Professor’s New Research Shines Empirical Light on Warrior/Guardian Policing
The debate over Warrior or Guardian mindsets among police officers has been a topic of considerable interest to policing experts following the final report from The President’s Task Force on 21st Century Policing. The report, released in May 2015, encouraged a shift in officer mentalities away from that of a warrior (an officer who sees oneself as a fighter battling evil) to that of a guardian (an officer who protects citizens through partnerships with the community).
The Task Force suggested that officers who shift to a guardian mindset are more likely to partner with the community, emphasize communication rather than physical control during officer-citizen encounters, and view their authority as based on the consent of the public. All of these are key components to the ultimate goal of community-oriented and procedurally just policing.
Though the Task Force report and recommendations are valuable to improving police-community relations, all discussions related to the Warrior/Guardian framework up to this point have been philosophical in nature and based only on anecdotal evidence.
Recognizing that there was no empirical research on this topic, Dr. McLean, along with his colleagues, examined survey data to determine whether warrior and guardian orientations can be measured and if they are distinct or overlapping concepts.
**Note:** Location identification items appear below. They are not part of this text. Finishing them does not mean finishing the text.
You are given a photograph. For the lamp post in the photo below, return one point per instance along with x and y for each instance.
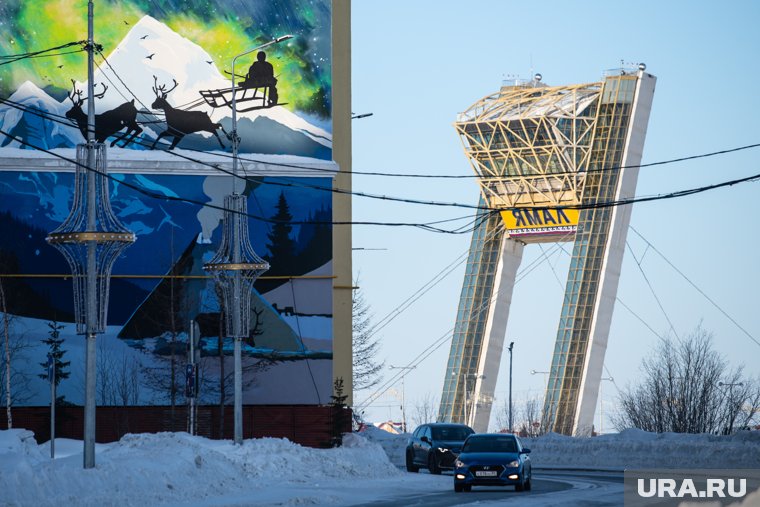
(601, 403)
(467, 411)
(236, 266)
(511, 344)
(546, 378)
(91, 239)
(403, 400)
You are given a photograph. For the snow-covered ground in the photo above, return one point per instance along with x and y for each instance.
(179, 469)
Additionally, they considered whether officers oriented toward being a warrior or guardian held different attitudes or engaged in different behaviors than their counterparts.
Dr. McLean and his colleagues ultimately determined that the warrior and guardian mindsets exist, but it is possible for an officer to hold both. They further found that while some officers in the sample could hold both warrior and guardian orientations towards policing, those with a more guardian orientation tended to have attitudes conducive to producing favorable behaviors and generating positive citizen encounters.
Dr. McLean and his colleagues seek to use this empirical evidence to aid with effective police training, reform and community relations.
“My hope is that this research will inform the debate and shift the focus to how the system can be changed,” said Dr. McLean. “As we come to understand these officer mentalities, we can better improve officer training and police-citizen encounters in the field, which ultimately provides better police-community relations.”
Dr. McLean received his Ph.D. in Criminology and Criminal Justice from the University of South Carolina. His research interests include policing, criminological theory, and social psychology. In addition to Justice Quarterly, Dr. McLean’s research has appeared in the Journal of Research in Crime and Delinquency, Criminal Justice and Behavior, The British Journal of Criminology, and Crime & Delinquency.